Friday, April 25, 2008

Book Review Mired in the Health Care Morass


Davis, Neil. Mired in the Health Care Morass: An Alaskan Takes on America's Dysfunctional Medical System for his Uninsured Daughter. Ester Republic Press, 2008. (Book Review)

In 1994 Patricia Davis faced an increasingly common dilemma. Symptoms indicated that she should seek medical care immediately. Having just started a new job, with health insurance that didn't kick in for six more months, she was trying to put off seeing a doctor until then. Three months into this job the need to seek medical attention had become inescapable. Her diagnosis was lung cancer. She did not have insurance yet and her cancer was now a “pre-existing condition”. Now she was faced with tens of thousands of dollars in potential medical bills that she could not afford to pay. Enter her father, Neil Davis, who offered to pay her bills to the best of his ability.

It didn't take Davis long to notice huge discrepancies in the billing. Thus began his education on medical billing practices in the United States. He discovered that uninsured patients are billed fees that are astronomically higher than the fees the paid by insurance companies on behalf of insured patients and by Medicaid on behalf of Medicaid recipients. This is to cover expenses that have not been paid either by indigent patients or by ordinary middle class patients who cannot cover their uninsured expenses. The many charts and statistics he uses to illustrate his findings can be hard to understand at times, but believe it or not they accurately illustrate his point that the complexity of the American system creates expense. He skewers some fondly held myths about the U.S. Health care system and shines light on the health care systems in other nations. He also gives his prescription for how the U.S. Health care system can be changed.

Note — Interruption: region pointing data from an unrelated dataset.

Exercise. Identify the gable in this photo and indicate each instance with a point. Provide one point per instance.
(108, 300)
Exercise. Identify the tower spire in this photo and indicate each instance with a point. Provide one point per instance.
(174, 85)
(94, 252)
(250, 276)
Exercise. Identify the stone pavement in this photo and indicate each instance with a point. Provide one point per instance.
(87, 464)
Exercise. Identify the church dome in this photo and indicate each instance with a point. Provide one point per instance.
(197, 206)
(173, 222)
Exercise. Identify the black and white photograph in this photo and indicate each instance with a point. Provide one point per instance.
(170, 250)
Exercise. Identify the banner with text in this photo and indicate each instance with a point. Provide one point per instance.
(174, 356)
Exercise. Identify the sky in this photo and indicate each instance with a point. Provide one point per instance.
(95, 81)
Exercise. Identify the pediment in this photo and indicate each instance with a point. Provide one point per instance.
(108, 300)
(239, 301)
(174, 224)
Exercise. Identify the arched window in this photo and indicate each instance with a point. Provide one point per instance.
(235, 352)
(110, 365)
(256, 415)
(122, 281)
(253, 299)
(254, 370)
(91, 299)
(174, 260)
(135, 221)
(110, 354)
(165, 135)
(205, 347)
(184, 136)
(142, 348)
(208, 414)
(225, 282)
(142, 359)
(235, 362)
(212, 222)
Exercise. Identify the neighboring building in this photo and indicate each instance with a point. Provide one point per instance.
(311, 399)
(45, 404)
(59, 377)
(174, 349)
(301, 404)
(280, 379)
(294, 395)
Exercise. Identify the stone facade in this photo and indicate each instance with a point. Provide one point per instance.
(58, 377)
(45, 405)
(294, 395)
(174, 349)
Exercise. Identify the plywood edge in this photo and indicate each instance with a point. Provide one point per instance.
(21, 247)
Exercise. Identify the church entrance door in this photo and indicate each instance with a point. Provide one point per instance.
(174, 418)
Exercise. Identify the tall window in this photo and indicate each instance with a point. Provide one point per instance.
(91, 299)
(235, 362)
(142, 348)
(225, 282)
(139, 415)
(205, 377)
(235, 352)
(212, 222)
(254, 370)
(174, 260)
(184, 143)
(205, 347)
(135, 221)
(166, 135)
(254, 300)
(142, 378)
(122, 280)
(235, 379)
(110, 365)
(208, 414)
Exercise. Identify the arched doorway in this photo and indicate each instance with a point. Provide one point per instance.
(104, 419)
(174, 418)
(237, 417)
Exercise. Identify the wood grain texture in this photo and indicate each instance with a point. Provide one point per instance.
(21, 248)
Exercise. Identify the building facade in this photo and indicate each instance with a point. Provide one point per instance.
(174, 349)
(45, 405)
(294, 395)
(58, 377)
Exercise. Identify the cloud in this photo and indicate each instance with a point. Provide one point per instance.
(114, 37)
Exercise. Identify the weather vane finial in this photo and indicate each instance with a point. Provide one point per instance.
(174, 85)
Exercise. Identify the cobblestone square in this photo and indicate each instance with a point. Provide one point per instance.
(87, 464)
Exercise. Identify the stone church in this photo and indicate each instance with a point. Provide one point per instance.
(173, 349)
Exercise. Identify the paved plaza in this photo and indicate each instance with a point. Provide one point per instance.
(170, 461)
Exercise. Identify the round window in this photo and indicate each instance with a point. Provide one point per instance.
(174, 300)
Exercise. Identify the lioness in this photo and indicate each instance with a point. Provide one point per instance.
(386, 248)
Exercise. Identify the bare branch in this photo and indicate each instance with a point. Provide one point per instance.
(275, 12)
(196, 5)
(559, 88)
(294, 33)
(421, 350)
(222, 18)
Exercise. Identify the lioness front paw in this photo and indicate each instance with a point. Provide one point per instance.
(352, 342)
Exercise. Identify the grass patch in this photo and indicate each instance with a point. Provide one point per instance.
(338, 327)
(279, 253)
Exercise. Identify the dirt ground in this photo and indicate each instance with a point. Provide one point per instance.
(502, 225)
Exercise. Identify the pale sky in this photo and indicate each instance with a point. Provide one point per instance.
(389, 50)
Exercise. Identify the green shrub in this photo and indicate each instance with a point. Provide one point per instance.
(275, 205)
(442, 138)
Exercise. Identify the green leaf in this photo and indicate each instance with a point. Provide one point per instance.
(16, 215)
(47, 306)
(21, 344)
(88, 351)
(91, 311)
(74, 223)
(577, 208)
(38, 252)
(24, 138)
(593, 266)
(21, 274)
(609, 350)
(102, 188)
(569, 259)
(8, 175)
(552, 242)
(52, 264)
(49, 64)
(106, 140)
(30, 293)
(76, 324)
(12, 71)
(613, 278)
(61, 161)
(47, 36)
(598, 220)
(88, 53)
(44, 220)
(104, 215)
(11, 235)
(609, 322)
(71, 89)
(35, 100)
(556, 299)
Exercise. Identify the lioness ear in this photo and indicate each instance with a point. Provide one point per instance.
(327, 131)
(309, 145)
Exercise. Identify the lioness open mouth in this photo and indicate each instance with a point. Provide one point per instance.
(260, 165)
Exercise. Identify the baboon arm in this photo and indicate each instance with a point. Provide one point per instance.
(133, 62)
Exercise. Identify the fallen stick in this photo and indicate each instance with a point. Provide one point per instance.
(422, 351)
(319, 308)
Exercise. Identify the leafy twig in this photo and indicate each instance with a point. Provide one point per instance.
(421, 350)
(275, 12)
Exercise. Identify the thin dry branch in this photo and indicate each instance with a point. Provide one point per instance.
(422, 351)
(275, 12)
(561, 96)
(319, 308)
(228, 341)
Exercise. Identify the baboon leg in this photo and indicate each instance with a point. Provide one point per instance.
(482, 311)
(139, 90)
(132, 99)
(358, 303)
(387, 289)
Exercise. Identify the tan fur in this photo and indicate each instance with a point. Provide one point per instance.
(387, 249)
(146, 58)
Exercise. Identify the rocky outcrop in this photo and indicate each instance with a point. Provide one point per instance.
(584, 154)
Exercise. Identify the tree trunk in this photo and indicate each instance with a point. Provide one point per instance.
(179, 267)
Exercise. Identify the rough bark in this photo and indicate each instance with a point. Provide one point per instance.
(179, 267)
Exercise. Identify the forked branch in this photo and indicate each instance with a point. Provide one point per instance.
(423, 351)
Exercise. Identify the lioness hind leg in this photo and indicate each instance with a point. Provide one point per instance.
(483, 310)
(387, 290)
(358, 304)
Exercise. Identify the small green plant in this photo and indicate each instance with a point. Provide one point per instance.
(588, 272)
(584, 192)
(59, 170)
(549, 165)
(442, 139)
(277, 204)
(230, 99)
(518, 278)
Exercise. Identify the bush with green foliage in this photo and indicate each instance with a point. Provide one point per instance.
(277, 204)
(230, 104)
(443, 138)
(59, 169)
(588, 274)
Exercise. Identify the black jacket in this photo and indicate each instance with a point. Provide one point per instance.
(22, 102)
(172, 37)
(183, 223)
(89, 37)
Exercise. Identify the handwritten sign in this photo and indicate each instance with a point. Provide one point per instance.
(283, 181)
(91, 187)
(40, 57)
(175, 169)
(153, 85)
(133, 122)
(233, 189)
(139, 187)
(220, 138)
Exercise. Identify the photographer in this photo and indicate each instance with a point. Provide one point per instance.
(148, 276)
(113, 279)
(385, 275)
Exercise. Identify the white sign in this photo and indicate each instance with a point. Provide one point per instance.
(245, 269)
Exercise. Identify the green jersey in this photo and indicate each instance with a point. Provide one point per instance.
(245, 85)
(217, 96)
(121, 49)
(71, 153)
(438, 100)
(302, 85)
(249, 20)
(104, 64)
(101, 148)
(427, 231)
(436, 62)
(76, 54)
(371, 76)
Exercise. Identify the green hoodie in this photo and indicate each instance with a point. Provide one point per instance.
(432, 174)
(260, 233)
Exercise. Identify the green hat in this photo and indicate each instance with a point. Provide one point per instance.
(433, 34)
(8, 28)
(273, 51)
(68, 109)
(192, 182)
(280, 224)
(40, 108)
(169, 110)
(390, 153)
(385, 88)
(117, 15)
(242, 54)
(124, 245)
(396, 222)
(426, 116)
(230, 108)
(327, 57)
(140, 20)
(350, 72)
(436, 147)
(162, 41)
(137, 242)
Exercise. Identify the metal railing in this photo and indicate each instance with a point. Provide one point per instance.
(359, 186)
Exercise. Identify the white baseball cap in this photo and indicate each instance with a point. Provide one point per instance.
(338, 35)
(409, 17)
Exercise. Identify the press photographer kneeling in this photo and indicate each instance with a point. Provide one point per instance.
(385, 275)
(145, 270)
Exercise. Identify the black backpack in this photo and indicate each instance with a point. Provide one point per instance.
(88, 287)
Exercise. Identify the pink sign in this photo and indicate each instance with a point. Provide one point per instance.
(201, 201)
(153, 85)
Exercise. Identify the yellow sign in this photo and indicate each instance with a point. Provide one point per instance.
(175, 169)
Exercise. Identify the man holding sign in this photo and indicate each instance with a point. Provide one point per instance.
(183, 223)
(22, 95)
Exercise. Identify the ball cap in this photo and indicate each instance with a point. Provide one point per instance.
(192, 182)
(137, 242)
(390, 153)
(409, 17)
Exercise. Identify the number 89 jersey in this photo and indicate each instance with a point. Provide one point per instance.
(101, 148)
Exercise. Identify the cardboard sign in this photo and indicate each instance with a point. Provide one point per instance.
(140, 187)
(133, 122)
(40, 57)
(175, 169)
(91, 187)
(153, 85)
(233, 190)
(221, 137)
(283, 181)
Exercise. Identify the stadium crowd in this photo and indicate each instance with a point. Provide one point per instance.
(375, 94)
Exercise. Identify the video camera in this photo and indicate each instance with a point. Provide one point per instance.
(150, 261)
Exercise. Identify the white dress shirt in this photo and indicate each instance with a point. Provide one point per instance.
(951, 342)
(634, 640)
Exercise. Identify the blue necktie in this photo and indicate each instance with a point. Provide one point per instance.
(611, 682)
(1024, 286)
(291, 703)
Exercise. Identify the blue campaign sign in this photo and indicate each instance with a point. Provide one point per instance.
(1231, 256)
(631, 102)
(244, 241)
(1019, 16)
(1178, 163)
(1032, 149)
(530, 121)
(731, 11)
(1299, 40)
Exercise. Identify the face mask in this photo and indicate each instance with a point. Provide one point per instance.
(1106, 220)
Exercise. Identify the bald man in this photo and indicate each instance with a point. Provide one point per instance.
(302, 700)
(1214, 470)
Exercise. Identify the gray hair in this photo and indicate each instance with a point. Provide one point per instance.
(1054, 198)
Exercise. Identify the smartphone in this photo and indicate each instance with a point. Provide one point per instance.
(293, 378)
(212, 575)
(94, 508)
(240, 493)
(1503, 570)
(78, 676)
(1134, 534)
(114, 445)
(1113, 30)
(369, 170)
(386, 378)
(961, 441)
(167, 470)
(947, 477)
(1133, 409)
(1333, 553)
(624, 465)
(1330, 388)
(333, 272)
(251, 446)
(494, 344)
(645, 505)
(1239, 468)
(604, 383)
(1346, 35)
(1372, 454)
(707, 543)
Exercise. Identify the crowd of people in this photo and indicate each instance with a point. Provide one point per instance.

Neil Davis has experiences in being a consumer of health care that most of us never hope to have, but which will become increasingly commonplace as the health care becomes increasingly broken. His answers to the health care crises (universal, uniform payments, distributed to patients regardless of ability to pay, regulation of drug companies) are well thought out and do not come from a place of a particular political ideology but instead from his own experiences and research. His book is well researched and a convincing call to radically overhaul the American health care system from someone who has experienced the worst that the American health care system has to offer.